Appellant urges us to promulgate a rule which would require counsel at the “bring-up” stage. It is asserted that this would provide an effective way to prevent such abuses in the future. In response, we note first that our rule-making function is normally not discharged through opinions. Second, in view of the available means to stop such a practice, there is no need to consider another possible remedy.

Accordingly, the order of the Superior Court sustaining the judgment of sentence is affirmed.

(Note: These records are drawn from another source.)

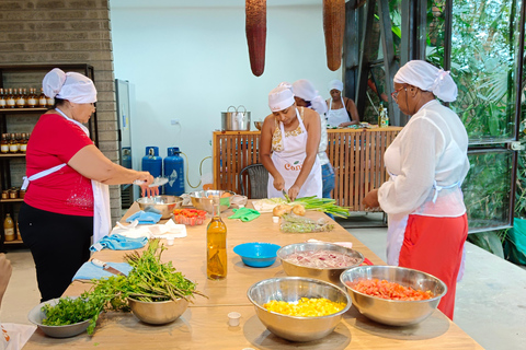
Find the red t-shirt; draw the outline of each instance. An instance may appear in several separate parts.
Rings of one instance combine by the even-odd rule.
[[[68,163],[84,147],[93,144],[76,124],[57,114],[44,114],[31,132],[26,176]],[[93,215],[91,179],[69,165],[32,180],[24,201],[31,207],[68,215]]]

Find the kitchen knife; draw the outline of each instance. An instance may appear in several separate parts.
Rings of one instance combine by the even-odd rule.
[[[134,185],[140,186],[140,185],[142,185],[144,183],[145,183],[145,182],[141,182],[140,179],[136,179],[136,180],[134,182]],[[159,177],[156,177],[156,178],[153,179],[153,183],[151,183],[150,185],[148,185],[148,187],[162,186],[162,185],[164,185],[164,184],[167,184],[167,183],[168,183],[168,177],[159,176]]]
[[[290,198],[288,197],[287,191],[285,190],[285,188],[282,189],[282,194],[283,194],[283,196],[285,197],[285,199],[287,200],[287,202],[290,202]]]
[[[119,270],[111,267],[110,265],[107,265],[106,262],[104,261],[101,261],[99,259],[92,259],[91,262],[93,262],[94,266],[99,266],[99,267],[102,267],[103,270],[110,272],[110,273],[113,273],[113,275],[119,275],[119,276],[126,276],[124,275],[123,272],[121,272]]]

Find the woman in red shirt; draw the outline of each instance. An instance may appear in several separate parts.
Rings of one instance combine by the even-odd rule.
[[[30,186],[19,229],[46,301],[59,298],[90,258],[91,236],[96,242],[110,233],[107,185],[140,180],[142,194],[151,195],[153,177],[113,163],[91,141],[83,124],[95,110],[96,90],[89,78],[55,68],[43,89],[55,106],[41,116],[27,143],[24,186]]]

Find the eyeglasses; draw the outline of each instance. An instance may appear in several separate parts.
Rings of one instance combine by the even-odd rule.
[[[402,89],[405,89],[405,91],[408,91],[408,88],[402,86],[400,89],[395,90],[395,92],[391,92],[392,100],[398,101],[398,94],[400,93],[400,91],[402,91]]]

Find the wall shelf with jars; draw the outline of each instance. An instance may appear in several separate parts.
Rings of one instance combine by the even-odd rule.
[[[0,230],[0,252],[3,244],[23,244],[16,219],[25,195],[20,189],[25,175],[25,148],[38,117],[55,103],[42,91],[44,75],[54,68],[82,73],[94,82],[93,67],[85,63],[0,66],[0,220],[4,223]],[[98,144],[96,112],[87,127]],[[8,213],[14,222],[14,235],[5,236],[5,232],[11,233]]]

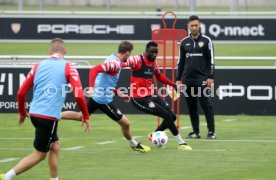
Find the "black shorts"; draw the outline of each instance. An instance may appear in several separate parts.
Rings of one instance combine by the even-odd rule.
[[[51,144],[58,140],[58,121],[31,117],[35,127],[34,148],[40,152],[48,152]]]
[[[97,109],[99,109],[114,121],[119,121],[123,117],[121,111],[112,102],[109,104],[100,104],[94,101],[94,99],[89,98],[87,101],[87,107],[89,114],[93,114]]]

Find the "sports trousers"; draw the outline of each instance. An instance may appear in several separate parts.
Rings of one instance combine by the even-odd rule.
[[[198,113],[198,101],[202,110],[204,111],[207,128],[209,132],[215,133],[215,120],[214,111],[210,102],[210,91],[206,89],[206,86],[199,86],[192,83],[185,84],[187,86],[186,102],[189,109],[189,115],[193,131],[196,134],[200,133],[199,129],[199,113]]]

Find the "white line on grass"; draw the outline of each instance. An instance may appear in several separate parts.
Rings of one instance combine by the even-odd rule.
[[[96,144],[99,144],[99,145],[104,145],[104,144],[112,144],[112,143],[115,143],[116,141],[104,141],[104,142],[99,142],[99,143],[96,143]]]
[[[19,159],[19,158],[8,158],[8,159],[2,159],[2,160],[0,160],[0,163],[5,163],[5,162],[10,162],[10,161],[15,161],[15,160],[17,160],[17,159]]]
[[[75,151],[75,150],[79,150],[79,149],[83,149],[83,148],[85,148],[85,146],[75,146],[75,147],[62,148],[62,150]]]

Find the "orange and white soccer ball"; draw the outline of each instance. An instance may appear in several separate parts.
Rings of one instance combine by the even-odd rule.
[[[163,131],[156,131],[152,133],[151,142],[156,147],[163,147],[168,142],[168,135]]]

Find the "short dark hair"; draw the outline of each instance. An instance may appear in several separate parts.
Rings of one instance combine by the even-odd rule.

. Appellant confined his complaint to the Fifth and Sixth Amendments to the Constitution of the United States. We therefore will so limit our consideration and we will not sua sponte address state constitutional questions. Wiegand v. Wiegand, 461 Pa. 482, 337 A.2d 256 (1975). See also, Alco Parking Corporation v. Pittsburgh, 453 Pa. 245, 307 A.2d 851 (1973).

. Although the reference to "fundamental fairness” would appear to allude to a possible federal due process challenge, appellant has not expressly raised such a complaint.

The term "bring-up” order refers to the administrative authorization by the court for the movement of a prisoner from a holding facility where he is being confined awaiting the disposition of the charges that have been preferred against him. Where one is in police custody prior to being formally charged, court authorization is not required to permit the movement of that individual. See, e.g., U.S. ex rel. Dickerson v. Rundle, 430 F.2d 462 (3rd Cir.1970).

. Because of the intermingling of the two arguments, some of the statements of counsel as set forth herein, e.g., the use of the term "critical stage” in a Fifth Amendment analysis, may appear inappropriate. However, in order to state appellant’s position accurately, we are required to use the terminology that he has chosen to employ.

. At the time of this initial "bring-up”, appellant was incarcerated for an unrelated burglary conviction. His arrest and preliminary arraignment on the instant burglary charges took place on October 16, 1981. We also note that in addition to his sentences on the instant convictions appellant is serving a mandatory life sentence for an unrelated second degree murder conviction.

. Any additional intimidation alleged to have been generated would likely flow from the prior incarceration and not from the mere process of transporting the subject to the place in question. In any event, issues relating to coercion or intimidation go to the voluntariness of the resultant statement or admissions. See Rawlings v. Kentucky, 448 U.S. 98, 100 S.Ct. 2556, 65 L.Ed.2d 633 (1980); Michigan v. Tucker, 417 U.S. 433, 94 S.Ct. 2357, 41 L.Ed.2d 182 (1974). The court below found the statements to have been voluntarily made and that finding is not here challenged.

. It is obvious that counsel’s preoccupation with the altering of the procedure employed to transfer prisoners from place to place during periods of incarceration obscured the underlying constitutional issues presented in this appeal. We note that amici also was more concerned with the "bring-up” procedure than with the underlying issues which occasioned our grant of allocatur.